Metabolic disposition of DQ-2556, a new cephalosporin, in rats, rabbits, dogs, and monkeys.

The metabolic disposition of DQ-2556 was studied in rats, rabbits, dogs, and monkeys after an intravenous administration of 20 mg of 14C-labeled drug per kg of body weight. The serum data were analyzed by the two-compartment open model. The mean half-lives for the drug in serum at excretion phase were 18.1, 54.4, 21.8, and 63.6 min in rats, rabbits, dogs, and monkeys, respectively. The volume of distribution and total body clearance ranged from 0.18 to 0.30 liter/kg and 0.065 to 0.45 liter/h/kg, respectively. This compound was distributed to the tissues rapidly and well, especially to the kidney, trachea, liver, thyroid, skin, and lung. Tissue concentrations declined rapidly in a few hours and then very slowly. However, no accumulation was observed in any tissues. The results of a protein-binding study by ultracentrifugation indicated that DQ-2556 was 20 to 30% bound to serum proteins in animals and its affinity was low. Almost 90% of the administered radioactivity was excreted into urine in all species. Biliary excretion in rats was 3.1% of the dose.
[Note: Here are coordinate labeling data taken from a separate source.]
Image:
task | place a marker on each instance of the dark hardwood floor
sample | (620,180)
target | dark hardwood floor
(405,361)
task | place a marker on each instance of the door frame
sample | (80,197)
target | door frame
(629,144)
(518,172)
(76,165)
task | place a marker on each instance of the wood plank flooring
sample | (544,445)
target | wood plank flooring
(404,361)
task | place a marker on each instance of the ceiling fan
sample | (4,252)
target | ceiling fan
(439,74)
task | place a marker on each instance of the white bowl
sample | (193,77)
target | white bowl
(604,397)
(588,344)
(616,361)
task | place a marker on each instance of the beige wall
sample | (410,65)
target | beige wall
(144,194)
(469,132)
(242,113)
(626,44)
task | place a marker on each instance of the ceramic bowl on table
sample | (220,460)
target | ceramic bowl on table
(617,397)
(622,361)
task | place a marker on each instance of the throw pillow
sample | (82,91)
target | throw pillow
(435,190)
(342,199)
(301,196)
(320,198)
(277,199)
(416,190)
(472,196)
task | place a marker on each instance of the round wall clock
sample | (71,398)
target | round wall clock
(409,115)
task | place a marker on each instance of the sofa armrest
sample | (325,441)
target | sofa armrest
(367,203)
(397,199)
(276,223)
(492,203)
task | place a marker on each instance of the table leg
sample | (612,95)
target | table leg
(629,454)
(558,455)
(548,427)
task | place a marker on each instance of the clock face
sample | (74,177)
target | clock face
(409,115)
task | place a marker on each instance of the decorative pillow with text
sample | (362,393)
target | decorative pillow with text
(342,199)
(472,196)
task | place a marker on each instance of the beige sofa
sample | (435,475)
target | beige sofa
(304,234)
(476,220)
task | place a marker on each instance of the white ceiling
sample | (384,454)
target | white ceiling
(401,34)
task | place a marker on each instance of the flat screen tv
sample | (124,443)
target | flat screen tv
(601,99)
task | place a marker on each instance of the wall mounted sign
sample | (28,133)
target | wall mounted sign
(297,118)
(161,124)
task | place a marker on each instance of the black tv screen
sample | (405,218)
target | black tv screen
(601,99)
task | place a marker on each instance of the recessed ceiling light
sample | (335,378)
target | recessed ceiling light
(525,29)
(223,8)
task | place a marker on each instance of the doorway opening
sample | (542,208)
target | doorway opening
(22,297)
Nearly 70% of the dose or more was excreted into urine as unchanged drug, and the amounts of urinary metabolites were small except in rabbits, in which substantial amounts of polar metabolites were detected.[1]


  1. Metabolic disposition of DQ-2556, a new cephalosporin, in rats, rabbits, dogs, and monkeys. Matsubayashi, K., Shintani, S., Yoshioka, M., Tachizawa, H. Antimicrob. Agents Chemother. (1992) [Pubmed]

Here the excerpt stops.